The value of foreign exchange was recorded at KShs 804.31 billion in February against KShs 793.26 billion in January.
The Kenyan shilling depreciated to record lows against the greenback and other major currencies on a rapidly rising import bill that outpaced earnings from exports, diaspora remittances and the tourism sector.
The shilling averaged 115.44 units to the dollar on Thursday, after depreciating 2.03% from 113.14 at the start of the year.
The increase in foreign currency deposits has hurt local businesses which now struggle to make timely payments for shipments.
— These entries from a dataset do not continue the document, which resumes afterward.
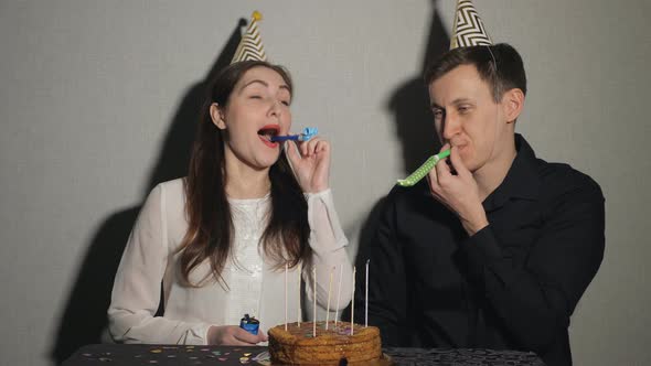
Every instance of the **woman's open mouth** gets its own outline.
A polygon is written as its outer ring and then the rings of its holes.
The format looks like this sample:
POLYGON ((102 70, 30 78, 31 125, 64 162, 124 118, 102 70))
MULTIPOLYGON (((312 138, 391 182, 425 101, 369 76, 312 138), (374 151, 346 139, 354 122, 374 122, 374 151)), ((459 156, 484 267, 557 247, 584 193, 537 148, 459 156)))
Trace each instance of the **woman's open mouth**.
POLYGON ((280 132, 280 126, 267 125, 258 130, 258 137, 269 148, 277 148, 278 142, 273 142, 271 138, 280 132))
“Many of our members have had difficulty accessing US dollars from their banks to meet their international commitments in a timely manner… Market liquidity is essential to enable companies to focus on their core businesses of profitable production and ‘avoid panic buying,’ the Kenya Association of Manufacturers said last week.
The business lobby also raised fears of hoarding that prompted dollar liquidity constraints.
The shilling came under pressure as strong demand from importers, coronavirus-related disruptions and the Russia-Ukraine conflict prompted investors and businesses to seek safety in the dollar.
This means that businesses and individuals with dollar accounts protect themselves against further weakening by hoarding dollars or clinging tightly to reserves of greenbacks.
The value was recorded at KSh779.534 billion in February 2021, when the Kenyan shilling averaged 109.68 units against the dollar.
Foreign currency deposits jumped at Covid-19 peak in May 2020 to KSh671.45 billion.
The accumulation of foreign exchange is also explained by the improvement in exports and the gradual increase in exports, remittances and record tourism receipts as international travel resumes.